In vielen zentralen Punkten scheint Gerlach mir zuzustimmen: Das betrifft die grundlegende Perspektive, dass Bildung nicht auf Familie oder Schule beschränkt bleiben darf, sondern vor allem in der ökonomischen Sphäre ansetzen muss, unter anderem aufgrund ihrer lebenspraktischen Dominanz, ihrer Unausweichlichkeit und der großen Dichte ökonomischer Kooperation.

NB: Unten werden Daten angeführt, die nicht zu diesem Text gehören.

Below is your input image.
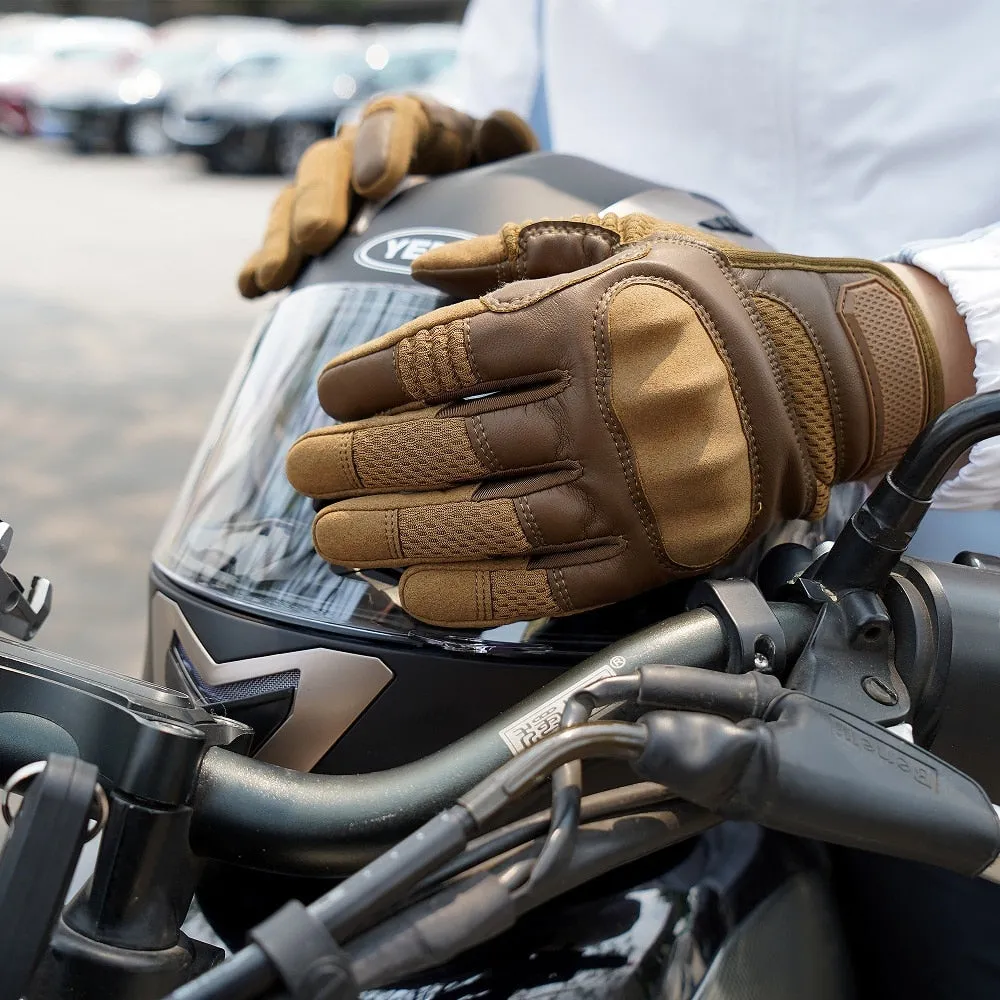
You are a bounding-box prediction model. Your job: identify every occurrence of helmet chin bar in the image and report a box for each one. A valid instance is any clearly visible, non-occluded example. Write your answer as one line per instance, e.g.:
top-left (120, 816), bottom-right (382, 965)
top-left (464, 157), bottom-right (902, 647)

Ebenso teilt sie die Auffassung, dass diese Bildung nicht beliebig bleiben kann, sondern auf die habituelle Formierung moralischer Dispositionen im Sinne eines Ethos demokratischer Gerechtigkeit zielen muss, woraus sich letztlich weitreichende institutionelle Konsequenzen ergeben, die auf eine tiefgreifende Demokratisierung der Wirtschaft hinauslaufen. Bei aller grundsätzlichen Übereinstimmung beschränke ich mich im Folgenden jedoch auf die Diskussion jener Aspekte, bei denen ein partieller Dissens bestehen könnte.
Gerechtigkeit oder Selbstbestimmung?
Gerlach fragt, ob in normativer Hinsicht die Bildung zur demokratischen Gerechtigkeit, für die ich argumentiere, nicht zu eng gefasst sein könnte. Sie plädiert für ein umfassenderes Verständnis: „Wäre ein Ethos demokratischer Selbstbestimmung daher womöglich ein weitergefasstes Bildungsideal, das die Verwirklichungsbedingung demokratischer Gerechtigkeit miteinschließt?“ An diesem Punkt scheinen Gerlach und ich unterschiedliche Auffassungen darüber zu haben, welcher Begriff der umfassendere ist. Ich verstehe die demokratische Gerechtigkeit als den umfassenderen Begriff im Verhältnis zu dem der Selbstbestimmung. Denn Selbstbestimmung schließt nicht notwendig Gerechtigkeit ein: Die Selbstbestimmung einer tyrannischen Mehrheit, die auf schieren Machterhalt zu eigenen Gunsten aus ist, ist nicht gerecht. Aber ein auch nur halbwegs plausibler Begriff der Gerechtigkeit muss zentral an der Selbstbestimmung ansetzen. Daher halte ich Gerechtigkeit nicht für das engere, sondern das normativ weitergehende Bildungsideal als das der Selbstbestimmung.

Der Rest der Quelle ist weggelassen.